Por ter essa natureza cagona, precisei desse tempo todo, dessa idade, de estar numa situação em que as perdas são administráveis. Não que eu não tenha corrido riscos, mas estava pronto. Veja que a maior parte das pessoas transgêneras, travestis e transexuais­ assume as barras muito jovem, correndo riscos e colocando a vida inteira na balança. Isso serve para eu ter uma medida do que é coragem.

Existe uma relação entre os recentes ataques homofóbicos e a maior visibilidade dos vários grupos homossexuais?

Ataques sempre existiram, porém é desejável que a visibilidade aumente porque, ao mesmo tempo, crescem as possibilidades de defesa, de acionar o poder público. Então, se alguém está pensando em voltar para o armário… Hum, hum, movimento errado.

Você tem participado dos grupos ativistas LGBT?

Sim, e isso é reviver minha militância. Existem dezenas de entidades de defesa dos direitos civis dessa população.
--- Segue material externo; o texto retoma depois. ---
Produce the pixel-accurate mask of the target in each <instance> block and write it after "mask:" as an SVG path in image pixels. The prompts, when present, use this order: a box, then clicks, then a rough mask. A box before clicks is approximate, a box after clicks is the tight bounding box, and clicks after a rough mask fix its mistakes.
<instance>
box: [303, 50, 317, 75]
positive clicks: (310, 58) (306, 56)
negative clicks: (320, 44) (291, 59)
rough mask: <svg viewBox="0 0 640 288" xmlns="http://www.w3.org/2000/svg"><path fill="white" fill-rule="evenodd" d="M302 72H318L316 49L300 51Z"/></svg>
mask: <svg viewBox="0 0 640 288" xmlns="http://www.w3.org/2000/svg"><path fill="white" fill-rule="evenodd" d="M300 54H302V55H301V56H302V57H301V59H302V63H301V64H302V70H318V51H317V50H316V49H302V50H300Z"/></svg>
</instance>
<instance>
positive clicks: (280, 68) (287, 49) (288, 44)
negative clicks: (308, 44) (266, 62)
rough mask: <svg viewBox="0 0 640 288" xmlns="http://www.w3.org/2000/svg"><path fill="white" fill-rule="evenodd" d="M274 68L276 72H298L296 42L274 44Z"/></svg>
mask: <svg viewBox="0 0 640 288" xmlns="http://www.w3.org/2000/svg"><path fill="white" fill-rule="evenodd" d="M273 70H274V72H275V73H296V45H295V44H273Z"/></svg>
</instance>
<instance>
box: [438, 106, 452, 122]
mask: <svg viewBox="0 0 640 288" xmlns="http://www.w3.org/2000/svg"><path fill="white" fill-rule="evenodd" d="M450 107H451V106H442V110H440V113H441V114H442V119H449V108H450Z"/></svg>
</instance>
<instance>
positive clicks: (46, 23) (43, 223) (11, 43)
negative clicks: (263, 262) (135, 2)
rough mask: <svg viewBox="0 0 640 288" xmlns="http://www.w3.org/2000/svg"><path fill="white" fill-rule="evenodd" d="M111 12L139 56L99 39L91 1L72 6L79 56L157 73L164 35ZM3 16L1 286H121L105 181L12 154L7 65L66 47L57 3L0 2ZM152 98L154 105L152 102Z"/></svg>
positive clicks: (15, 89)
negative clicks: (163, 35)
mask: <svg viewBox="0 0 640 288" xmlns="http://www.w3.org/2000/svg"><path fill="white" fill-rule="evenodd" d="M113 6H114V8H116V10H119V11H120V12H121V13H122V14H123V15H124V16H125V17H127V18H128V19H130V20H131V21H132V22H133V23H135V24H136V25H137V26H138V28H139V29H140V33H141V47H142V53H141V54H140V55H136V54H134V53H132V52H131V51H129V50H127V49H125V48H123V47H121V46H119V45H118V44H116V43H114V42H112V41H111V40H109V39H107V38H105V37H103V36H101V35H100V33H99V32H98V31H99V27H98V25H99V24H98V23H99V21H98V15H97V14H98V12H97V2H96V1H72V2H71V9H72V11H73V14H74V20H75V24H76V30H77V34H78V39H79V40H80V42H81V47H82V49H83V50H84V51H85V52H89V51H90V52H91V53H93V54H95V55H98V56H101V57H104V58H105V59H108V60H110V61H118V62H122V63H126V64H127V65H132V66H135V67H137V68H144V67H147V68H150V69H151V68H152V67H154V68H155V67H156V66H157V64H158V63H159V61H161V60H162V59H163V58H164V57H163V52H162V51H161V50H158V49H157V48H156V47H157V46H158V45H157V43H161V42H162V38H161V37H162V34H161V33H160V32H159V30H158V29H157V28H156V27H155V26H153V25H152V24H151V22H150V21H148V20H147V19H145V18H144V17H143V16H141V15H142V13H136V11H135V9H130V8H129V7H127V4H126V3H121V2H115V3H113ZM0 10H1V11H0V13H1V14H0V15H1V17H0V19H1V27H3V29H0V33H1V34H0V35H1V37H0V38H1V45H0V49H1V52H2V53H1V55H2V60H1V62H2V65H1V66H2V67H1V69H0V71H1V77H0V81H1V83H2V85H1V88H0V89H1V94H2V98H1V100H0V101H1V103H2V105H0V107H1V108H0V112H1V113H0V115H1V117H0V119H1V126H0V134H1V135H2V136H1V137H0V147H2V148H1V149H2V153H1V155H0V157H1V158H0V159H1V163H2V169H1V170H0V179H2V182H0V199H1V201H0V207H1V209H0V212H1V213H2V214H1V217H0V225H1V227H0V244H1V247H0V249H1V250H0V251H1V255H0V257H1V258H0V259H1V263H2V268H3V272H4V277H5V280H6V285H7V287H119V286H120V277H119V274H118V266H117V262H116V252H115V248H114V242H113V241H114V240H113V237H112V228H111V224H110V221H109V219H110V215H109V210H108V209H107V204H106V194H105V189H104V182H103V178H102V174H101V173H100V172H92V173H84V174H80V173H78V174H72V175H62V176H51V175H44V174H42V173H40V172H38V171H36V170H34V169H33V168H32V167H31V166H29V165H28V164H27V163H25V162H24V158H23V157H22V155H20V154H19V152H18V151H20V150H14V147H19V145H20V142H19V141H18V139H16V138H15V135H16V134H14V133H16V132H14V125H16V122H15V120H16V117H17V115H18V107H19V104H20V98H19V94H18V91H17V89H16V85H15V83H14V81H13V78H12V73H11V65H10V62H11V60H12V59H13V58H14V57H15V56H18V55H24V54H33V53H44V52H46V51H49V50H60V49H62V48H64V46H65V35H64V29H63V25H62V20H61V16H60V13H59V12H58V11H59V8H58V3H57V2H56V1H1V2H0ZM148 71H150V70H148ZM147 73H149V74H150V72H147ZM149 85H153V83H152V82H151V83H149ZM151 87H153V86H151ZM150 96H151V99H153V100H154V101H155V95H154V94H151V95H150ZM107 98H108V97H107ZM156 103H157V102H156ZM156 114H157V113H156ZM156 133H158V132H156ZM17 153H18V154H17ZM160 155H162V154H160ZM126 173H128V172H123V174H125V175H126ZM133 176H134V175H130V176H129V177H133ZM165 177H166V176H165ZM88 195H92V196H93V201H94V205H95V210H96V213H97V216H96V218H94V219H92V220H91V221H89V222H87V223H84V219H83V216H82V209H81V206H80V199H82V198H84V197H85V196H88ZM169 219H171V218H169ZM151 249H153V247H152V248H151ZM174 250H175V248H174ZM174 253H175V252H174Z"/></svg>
Fui recentemente a um congresso em Curitiba. Em agosto haverá outro na Bahia. Eu e umas amigas vamos abrir uma ONG, a Associação Brasileira de Transgêneros (Abrat). A ideia é estimular o debate, produzir teses e prestar serviços de informação

Até onde vai sua transformação? Você pensa em tomar hormônios?

Penso, mas ainda não decidi. Estou com 60 anos. Não partiria, com certeza, para a via cirúrgica.

Você imaginava a repercussão que sua decisão alcançaria?

Às vezes me assusta a dimensão que as coisas tomam. Mas se isso acontece é porque há uma área de tensão, coisas mal resolvidas. Quando dizem “não sei por que gastar cinco parágrafos com esse assunto”, ouçam a si próprios: porque é importante.